Story of Ifk (Defamation)

Ifk or defamation is a story at the time of the Prophet (s) to which some Quranic verses (24: 11-26) refer. Some people had spread rumors that one of the wives of the Prophet (s) had affairs, but the Qur'an seriously condemned the rumors.

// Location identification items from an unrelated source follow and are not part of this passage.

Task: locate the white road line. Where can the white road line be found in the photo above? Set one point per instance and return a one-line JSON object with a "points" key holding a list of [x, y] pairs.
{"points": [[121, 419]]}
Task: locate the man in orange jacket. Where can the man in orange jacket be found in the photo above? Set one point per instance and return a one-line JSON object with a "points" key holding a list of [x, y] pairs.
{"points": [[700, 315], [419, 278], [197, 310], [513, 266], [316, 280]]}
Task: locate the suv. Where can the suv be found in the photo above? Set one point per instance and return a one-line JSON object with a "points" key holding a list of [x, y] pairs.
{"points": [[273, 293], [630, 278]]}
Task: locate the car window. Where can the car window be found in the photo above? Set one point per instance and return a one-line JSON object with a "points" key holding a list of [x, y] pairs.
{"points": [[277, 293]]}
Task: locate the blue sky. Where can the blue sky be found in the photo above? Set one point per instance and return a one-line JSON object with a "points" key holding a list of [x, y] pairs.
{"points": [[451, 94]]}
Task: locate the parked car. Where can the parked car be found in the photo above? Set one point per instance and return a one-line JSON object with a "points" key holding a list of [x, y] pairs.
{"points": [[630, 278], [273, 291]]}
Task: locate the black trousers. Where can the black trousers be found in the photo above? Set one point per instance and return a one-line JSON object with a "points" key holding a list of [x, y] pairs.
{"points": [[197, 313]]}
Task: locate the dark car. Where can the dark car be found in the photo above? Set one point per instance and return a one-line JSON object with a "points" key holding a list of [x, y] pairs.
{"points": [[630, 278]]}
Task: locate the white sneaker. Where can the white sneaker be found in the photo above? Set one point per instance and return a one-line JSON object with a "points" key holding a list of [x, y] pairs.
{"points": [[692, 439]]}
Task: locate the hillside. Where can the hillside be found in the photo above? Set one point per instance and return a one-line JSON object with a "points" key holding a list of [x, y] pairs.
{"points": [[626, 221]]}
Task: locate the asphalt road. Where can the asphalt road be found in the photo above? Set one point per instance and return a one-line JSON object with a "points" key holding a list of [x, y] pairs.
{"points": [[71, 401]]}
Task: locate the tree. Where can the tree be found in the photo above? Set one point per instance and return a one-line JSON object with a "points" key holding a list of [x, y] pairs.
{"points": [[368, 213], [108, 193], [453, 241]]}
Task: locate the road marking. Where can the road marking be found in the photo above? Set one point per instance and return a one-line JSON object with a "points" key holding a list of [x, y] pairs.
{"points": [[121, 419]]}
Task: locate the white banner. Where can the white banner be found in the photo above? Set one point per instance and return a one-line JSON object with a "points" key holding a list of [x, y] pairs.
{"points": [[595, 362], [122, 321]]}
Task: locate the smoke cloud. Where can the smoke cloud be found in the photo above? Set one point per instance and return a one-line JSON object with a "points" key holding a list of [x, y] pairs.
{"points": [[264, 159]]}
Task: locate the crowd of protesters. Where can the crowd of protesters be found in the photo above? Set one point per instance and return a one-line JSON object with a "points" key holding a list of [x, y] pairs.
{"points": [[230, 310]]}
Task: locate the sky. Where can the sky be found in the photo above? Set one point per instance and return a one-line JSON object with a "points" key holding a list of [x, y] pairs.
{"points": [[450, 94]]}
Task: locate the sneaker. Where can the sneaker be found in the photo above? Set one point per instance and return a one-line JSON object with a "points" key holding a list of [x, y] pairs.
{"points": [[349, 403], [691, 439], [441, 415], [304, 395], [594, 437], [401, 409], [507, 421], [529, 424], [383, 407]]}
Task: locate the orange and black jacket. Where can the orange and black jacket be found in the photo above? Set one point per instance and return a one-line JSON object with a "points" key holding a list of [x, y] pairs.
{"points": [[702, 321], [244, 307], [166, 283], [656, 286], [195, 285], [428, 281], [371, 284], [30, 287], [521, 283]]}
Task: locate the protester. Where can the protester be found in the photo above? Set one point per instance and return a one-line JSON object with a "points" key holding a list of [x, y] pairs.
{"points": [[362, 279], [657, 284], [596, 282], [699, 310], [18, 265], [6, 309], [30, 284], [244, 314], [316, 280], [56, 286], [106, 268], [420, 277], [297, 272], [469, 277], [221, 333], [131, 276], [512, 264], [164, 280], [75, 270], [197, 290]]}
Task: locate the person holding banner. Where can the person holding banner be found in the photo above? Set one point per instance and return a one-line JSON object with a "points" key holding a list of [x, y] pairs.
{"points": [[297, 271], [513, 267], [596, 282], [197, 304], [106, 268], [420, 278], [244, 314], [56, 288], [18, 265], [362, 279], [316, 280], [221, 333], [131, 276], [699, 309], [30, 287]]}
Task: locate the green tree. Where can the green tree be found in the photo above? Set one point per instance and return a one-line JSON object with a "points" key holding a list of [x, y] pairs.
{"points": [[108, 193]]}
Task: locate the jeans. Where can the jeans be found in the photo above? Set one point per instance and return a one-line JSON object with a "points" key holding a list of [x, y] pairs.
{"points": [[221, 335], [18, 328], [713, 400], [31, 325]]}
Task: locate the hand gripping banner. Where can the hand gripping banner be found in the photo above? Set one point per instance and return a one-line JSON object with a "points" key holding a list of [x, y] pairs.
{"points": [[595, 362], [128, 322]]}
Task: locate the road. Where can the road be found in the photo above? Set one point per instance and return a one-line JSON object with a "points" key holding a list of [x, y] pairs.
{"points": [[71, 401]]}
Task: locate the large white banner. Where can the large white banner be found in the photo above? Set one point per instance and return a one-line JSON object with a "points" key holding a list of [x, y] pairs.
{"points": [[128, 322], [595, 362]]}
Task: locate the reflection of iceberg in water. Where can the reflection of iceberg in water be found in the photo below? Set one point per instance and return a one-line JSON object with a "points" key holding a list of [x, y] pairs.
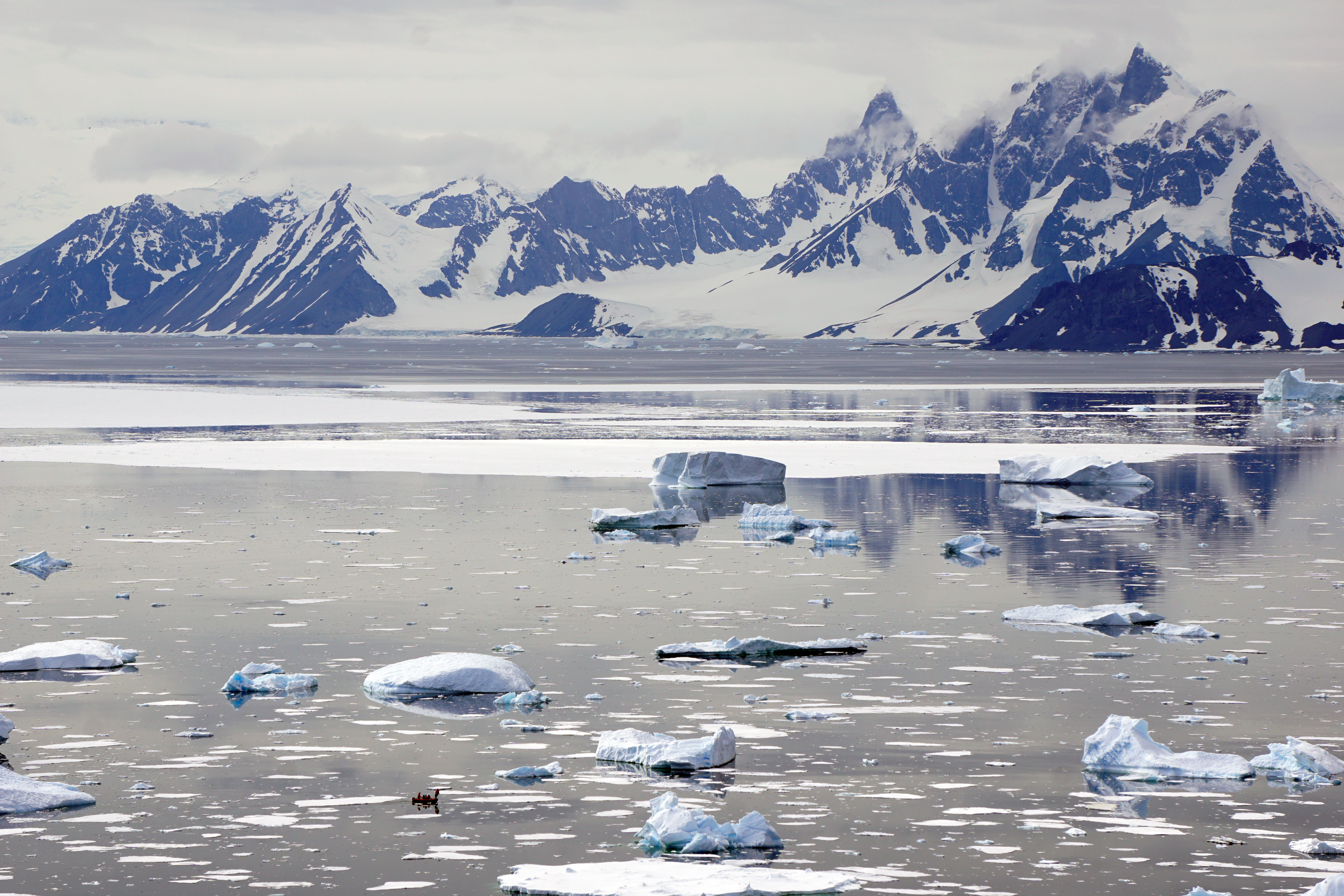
{"points": [[451, 707], [717, 500]]}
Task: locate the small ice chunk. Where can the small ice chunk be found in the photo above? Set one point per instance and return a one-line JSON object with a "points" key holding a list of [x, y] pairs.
{"points": [[533, 772], [627, 519], [1104, 614], [1294, 386], [448, 674], [760, 645], [1069, 471], [67, 655], [522, 699], [667, 753], [1123, 745], [686, 829]]}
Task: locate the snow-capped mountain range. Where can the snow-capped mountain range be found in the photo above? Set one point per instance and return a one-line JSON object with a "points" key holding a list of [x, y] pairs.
{"points": [[884, 236]]}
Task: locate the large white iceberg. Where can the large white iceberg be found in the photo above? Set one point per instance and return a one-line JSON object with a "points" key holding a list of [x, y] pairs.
{"points": [[702, 469], [1069, 471], [448, 674], [626, 519], [778, 518], [1294, 386], [1299, 758], [1091, 512], [683, 829], [1104, 614], [760, 645], [667, 753], [1123, 745], [19, 795], [658, 878], [67, 655]]}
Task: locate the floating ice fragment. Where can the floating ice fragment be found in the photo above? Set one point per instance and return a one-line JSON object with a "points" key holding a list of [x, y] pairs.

Some hadiths regarding the occasion on which these verses were revealed take them to concern 'Ayisha,[18] while others take them to concern Mariya al-Qibtiyya.[19]


Maryia died 5 years after the demise of the Prophet (s) in Muharram, 16/February 637 and was buried in al-Baqi' cemetery.[20]


  1. Ibn Saʿd, al-Ṭabaqāt al-kubrā, vol. 1, p. 107.
  2. Ṭabarī, Tārīkh al-umam wa l-mulūk, vol. 11, p. 617.
  3. Balādhurī, Ansāb al-ashrāf, vol. 1, p. 449.
  4. Ibn Saʿd, al-Ṭabaqāt al-kubrā, vol. 1, p. 200.
  5. Balādhurī, Ansāb al-ashrāf, vol. 1, p. 449.
  6. Ṭabarī, Tārīkh al-umam wa l-mulūk, vol. 11, p. 617.
  7. See: Ibn Saʿd, al-Ṭabaqāt al-kubrā, vol. 8, p. 171.
  8. Ṭabarī, Tārīkh al-umam wa l-mulūk, vol. 3, p. 22.
  9. Ibn Kathīr, al-Bidāya wa l-nihāya, vol. 7, p. 74.
  10. Ibn Saʿd, al-Ṭabaqāt al-kubrā, vol. 1, p. 107.
  11. Ḥamawī, Muʿjam al-buldan, vol. 5, p. 138.
  12. Ibn Saʿd, al-Ṭabaqāt al-kubrā, vol. 8, p. 182.
  13. Ibn Saʿd, al-Ṭabaqāt al-kubrā, vol. 1, p. 107.
  14. Ibn ʿAbd al-Barr, al-Istīʿāb, vol. 1, p. 50.
  15. Balādhurī, Ansāb al-ashrāf, vol. 1, p. 450.
  16. See: Balādhurī, Ansāb al-ashrāf, vol. 1, p. 450.
  17. Ibn Saʿd, al-Ṭabaqāt al-kubrā, vol. 1, p. 114-115.
  18. Fakhr al-Razī, Mafātīḥ al-ghayb, vol. 23, p. 173.
  19. Qummī, Tafsīr al-Qummī, vol. 2, p. 99.
  20. Ṭabarī, Tārīkh al-umam wa l-mulūk, vol. 11, p. 618.


  • Balādhurī, Aḥmad b. Yaḥyā al-. Ansāb al-ashrāf. Edited by Suhayl Zakār & Rīyāḍ al-Ziriklī, Beirut: Dār al-Fikr, 1996.
  • Fakhr al-Razī, Muḥammad b. ʿUmar al-. Mafātīḥ al-ghayb. Beirut: Dār Iḥyāʾ al-Turāth al-ʿArabī, [n.d].
  • Ḥamawī, Yāqūt al-. Muʿjam al-buldan. Second edition. Beirut: Dār al-Ṣādir, 1387 AH.
  • Ibn ʿAbd al-Barr, Yūsuf b. ʿAbd ʿAbd Allāh. Al-Istīʿāb fī maʿrifat al-aṣḥāb. Edited by ʿAlī Muḥammad Bajāwī. Dār al-Jail, 1412 AH.
  • Ibn Kathīr, Ismāʿīl b. ʿUmar. Al-Bidāya wa l-nihāya. Beirut: Dār al-Fikr, 1407 AH.
  • Ibn Saʿd, Muḥammad b. Manīʿ al-Baṣrī. Al-Ṭabaqāt al-kubrā. Edited by Muḥammad ʿAbd al-Qādir ʿAṭā. Second edition. Beirut: Dār al-Kutub al-ʿIlmīyya, 1418 AH.
  • Qummī, ʿAlī b. Ibrāhīm al-. Tafsīr al-Qummī. Qom: Dār al-Kitāb, 1367 Sh.
  • Ṭabarī, Muḥammad b. Jarīr al-. Tārīkh al-umam wa l-mulūk. Edited by Muḥammad Abū l-Faḍl Ibrāhīm. Second edition. Beirut: Dār al-Turāth, 1378 AH.